Department of Health Technology, Technical University of Denmark, Kgs Lyngby, Denmark; Stanford University Center for Sleep Sciences and Medicine, Palo Alto, CA, USA.
Department of Health Technology, Technical University of Denmark, Kgs Lyngby, Denmark; Stanford University Center for Sleep Sciences and Medicine, Palo Alto, CA, USA; Danish Center for Sleep Medicine, Department of Clinical Neurophysiology, Rigshospitalet, Glostrup, Denmark.
Sleep Med. 2020 May;69:109-119. doi: 10.1016/j.sleep.2019.12.032. Epub 2020 Jan 23.
Currently, manual scoring is the gold standard of leg movement scoring (LMs) and periodic LMs (PLMS) in overnight polysomnography (PSG) studies, which is subject to inter-scorer variability. The objective of this study is to design and validate an end-to-end deep learning system for the automatic scoring of LMs and PLMS in sleep.
The deep learning system was developed, validated and tested, with respect to manual annotations by expert technicians on 800 overnight PSGs using a leg electromyography channel. The study includes data from three cohorts, namely, the Wisconsin Sleep Cohort (WSC), Stanford Sleep Cohort (SSC) and MrOS Sleep Study. The performance of the system was further compared against individual expert technicians and existing PLM detectors.
The system achieved an F1 score of 0.83, 0.71, and 0.77 for the WSC, SSC, and an ancillary study (Osteoporotic Fractures in Men Study, MrOS) cohorts, respectively.
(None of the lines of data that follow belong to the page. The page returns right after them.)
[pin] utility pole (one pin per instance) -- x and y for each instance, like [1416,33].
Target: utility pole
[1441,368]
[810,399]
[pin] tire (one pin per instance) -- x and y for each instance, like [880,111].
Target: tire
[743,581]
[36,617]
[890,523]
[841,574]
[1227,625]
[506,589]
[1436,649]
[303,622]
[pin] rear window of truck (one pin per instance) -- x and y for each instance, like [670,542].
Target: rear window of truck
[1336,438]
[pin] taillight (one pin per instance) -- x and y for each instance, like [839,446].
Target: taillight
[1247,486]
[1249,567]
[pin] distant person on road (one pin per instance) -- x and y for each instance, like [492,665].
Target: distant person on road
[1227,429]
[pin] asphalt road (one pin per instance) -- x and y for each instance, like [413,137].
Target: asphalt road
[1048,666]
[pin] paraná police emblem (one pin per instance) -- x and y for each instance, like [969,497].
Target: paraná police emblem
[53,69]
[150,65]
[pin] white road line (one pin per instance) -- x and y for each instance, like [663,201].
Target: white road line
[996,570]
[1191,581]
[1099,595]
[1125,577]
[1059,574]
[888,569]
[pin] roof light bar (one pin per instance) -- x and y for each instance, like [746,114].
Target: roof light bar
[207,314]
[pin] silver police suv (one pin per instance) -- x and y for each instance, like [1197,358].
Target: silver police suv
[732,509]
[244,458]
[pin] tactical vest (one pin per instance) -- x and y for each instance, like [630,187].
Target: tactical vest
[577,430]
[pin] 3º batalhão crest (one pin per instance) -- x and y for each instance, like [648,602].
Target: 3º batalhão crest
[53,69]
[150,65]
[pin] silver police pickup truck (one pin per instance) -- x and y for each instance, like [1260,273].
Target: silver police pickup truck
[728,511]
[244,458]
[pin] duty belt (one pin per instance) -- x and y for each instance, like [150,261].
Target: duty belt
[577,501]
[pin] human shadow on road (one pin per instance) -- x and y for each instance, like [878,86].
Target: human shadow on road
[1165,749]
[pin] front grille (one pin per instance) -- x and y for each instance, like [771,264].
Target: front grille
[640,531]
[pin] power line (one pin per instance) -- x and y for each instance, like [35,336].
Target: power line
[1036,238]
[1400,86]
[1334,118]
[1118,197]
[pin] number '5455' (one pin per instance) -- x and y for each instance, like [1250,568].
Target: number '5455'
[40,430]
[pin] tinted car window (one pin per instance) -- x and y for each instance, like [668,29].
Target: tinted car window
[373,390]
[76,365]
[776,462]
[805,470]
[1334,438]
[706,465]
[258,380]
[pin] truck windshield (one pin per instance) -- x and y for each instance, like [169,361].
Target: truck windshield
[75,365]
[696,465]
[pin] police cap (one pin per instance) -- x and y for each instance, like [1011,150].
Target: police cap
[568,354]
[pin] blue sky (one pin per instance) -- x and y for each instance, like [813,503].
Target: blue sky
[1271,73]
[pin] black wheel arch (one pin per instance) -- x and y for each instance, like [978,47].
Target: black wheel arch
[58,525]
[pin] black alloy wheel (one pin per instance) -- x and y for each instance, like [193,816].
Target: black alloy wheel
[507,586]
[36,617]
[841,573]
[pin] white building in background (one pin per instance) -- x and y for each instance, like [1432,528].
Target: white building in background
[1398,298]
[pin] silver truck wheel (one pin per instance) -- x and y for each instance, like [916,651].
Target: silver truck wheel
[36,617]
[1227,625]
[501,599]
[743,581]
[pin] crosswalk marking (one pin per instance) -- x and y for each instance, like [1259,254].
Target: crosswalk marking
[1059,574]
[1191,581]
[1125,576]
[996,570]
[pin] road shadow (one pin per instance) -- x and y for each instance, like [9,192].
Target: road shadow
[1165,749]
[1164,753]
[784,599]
In a total of 60 PSGs from the WSC and the SSC scored by nine expert technicians, the system performed better than two and comparable to seven of the individual scorers with respect to a majority-voting consensus of the remaining scorers. In 60 PSGs from the WSC scored accurately for PLMS, the system outperformed four previous PLM detectors, which were all evaluated on the same data, with an F1 score of 0.85.
The proposed system performs better or comparable to individual expert technicians while outperforming previous automatic detectors. Thereby, the study validates fully automatic methods for scoring LMs in sleep.
目前,手动评分是夜间多导睡眠图(PSG)研究中腿部运动评分(LMs)和周期性 LMs(PLMS)的金标准,但存在评分者间的变异性。本研究旨在设计和验证一种用于睡眠中 LMs 和 PLMS 自动评分的端到端深度学习系统。
该深度学习系统是针对 800 例夜间 PSG 进行开发、验证和测试的,使用腿部肌电图通道由专家技师进行手动注释。该研究包括三个队列的数据,即威斯康星州睡眠队列(WSC)、斯坦福睡眠队列(SSC)和 MrOS 睡眠研究。该系统的性能还与个别专家技师和现有的 PLM 探测器进行了比较。
该系统在 WSC、SSC 和辅助研究(男性骨质疏松性骨折研究,MrOS)队列中的 F1 评分分别为 0.83、0.71 和 0.77。在来自 WSC 和 SSC 的总共 60 例 PSG 中,由 9 名专家技师进行评分,该系统在多数票共识的情况下,表现优于两名评分者,与 7 名评分者中的 7 名评分者相当。在对 WSC 中 60 例 PSG 进行准确的 PLMS 评分中,该系统在相同数据上评估的四个先前的 PLM 探测器中表现更好,其 F1 评分均为 0.85。
所提出的系统在性能上优于或等同于个别专家技师,同时优于先前的自动探测器。因此,该研究验证了睡眠中 LMs 评分的全自动方法。